News (USA)

Kansas AG wants clarity on same-sex marriage from U.S. Supreme Court

Kansas AG wants clarity on same-sex marriage from U.S. Supreme Court
Attorney General Derek Schmidt (R-Kansas)
Attorney General Derek Schmidt (R-Kansas) John Hanna, AP

TOPEKA, Kan. — Kansas Attorney General Derek Schmidt said Wednesday that his vigorous defense of the state’s same-sex marriage ban is designed to get a final decision from the U.S. Supreme Court.

Without such a ruling, the legal uncertainty – which has some Kansas counties allowing gay couples to marry while others refuse – will persist, he said during an interview with The Associated Press.

He said same-sex couples’ marriages are legal now, but they can’t yet be sure their unions will remain so.

“I don’t think anybody can answer the question – other than the U.S. Supreme Court – for the long-term,” Schmidt said. “Everybody can speculate, but until the U.S. Supreme Court takes a case and decides the question, the reality is nobody can know for sure.”

Tom Witt, executive director of the gay rights group Equality Kansas, said Schmidt continues with “the same political games.” Schmidt is a Republican, and social conservatives are an important constituency within the GOP.

Gay marriage is legal in at least 32 other states, and a federal judge struck down Montana’s ban Wednesday.

The nation’s highest court also has been asked to review a federal appeals court ruling upholding same-sex marriage bans in Kentucky, Michigan, Ohio and Tennessee. The court could rule by June.

Same-sex couples in Kansas have been marrying in some but not all of the state’s 105 counties since late last week. Fourteen couples had a single ceremony Monday on the steps of the old county courthouse in Wichita.

Schmidt said abandoning his defense of the gay-marriage ban, as some gay-rights advocates want, would leave the legal climate in Kansas confused.

The U.S. Supreme Court last week blocked Kansas from enforcing its ban while a lawsuit filed by the American Civil Liberties Union proceeds in the federal courts. The ACLU sued over the denial of marriage licenses to lesbian couples in two counties.

Schmidt pursued a separate case before the Kansas Supreme Court over a decision by a judge in Johnson County, the state’s most populous, to grant marriage licenses to same-sex couples. The Kansas court Tuesday allowed gay marriages to go forward there, but didn’t make a definitive ruling about the rest of the state. Local chief judges are left to decide whether district court clerks issue marriage licenses to gay couples.

Schmidt’s comments Wednesday were his most expansive about the gay-marriage dispute.

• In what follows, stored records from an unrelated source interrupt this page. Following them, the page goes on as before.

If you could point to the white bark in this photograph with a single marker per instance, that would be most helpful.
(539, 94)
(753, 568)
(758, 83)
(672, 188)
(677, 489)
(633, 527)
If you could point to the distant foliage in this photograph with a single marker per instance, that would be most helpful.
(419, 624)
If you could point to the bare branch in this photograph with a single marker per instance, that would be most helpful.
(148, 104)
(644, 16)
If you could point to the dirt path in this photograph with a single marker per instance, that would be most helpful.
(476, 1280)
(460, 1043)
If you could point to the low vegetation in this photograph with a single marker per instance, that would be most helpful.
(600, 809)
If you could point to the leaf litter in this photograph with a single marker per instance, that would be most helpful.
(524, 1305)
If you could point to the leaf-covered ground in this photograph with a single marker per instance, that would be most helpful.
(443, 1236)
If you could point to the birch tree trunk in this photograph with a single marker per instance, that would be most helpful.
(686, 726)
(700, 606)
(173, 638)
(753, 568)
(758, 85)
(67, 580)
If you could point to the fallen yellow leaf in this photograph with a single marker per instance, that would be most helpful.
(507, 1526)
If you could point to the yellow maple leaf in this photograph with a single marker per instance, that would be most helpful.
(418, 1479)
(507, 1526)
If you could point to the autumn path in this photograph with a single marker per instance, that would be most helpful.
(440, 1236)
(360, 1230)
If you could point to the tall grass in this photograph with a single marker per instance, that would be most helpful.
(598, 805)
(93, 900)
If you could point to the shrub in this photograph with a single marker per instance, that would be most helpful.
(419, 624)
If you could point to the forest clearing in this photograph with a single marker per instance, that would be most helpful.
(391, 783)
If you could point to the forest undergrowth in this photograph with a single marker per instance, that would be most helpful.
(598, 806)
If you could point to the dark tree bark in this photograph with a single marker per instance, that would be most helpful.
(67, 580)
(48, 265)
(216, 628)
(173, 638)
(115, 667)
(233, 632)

He’s said previously he has an obligation to defend the ban because voters overwhelmingly added a provision against same-sex marriage to the state constitution in 2005. As a state senator, Schmidt voted to put the measure on the ballot.

“I think I’d be doing a tremendous disservice to people on all sides of this question, as well as to the citizens of Kansas generally, if I took it upon myself to arrogantly decide that I have the authority to pick and choose which parts of the state constitution ought to be defended.”

But Witt said Schmidt so far “has been turned back every step of the way.” And the U.S. Supreme Court refused last month to consider requests from Oklahoma and Utah to preserve their bans after they were struck down by the same federal appeals court for Kansas.

“He needs to quit burning taxpayer money. He needs to get out of the way of couples getting married,” Witt said. “At this point, he’s arguing just for the sake of argument.”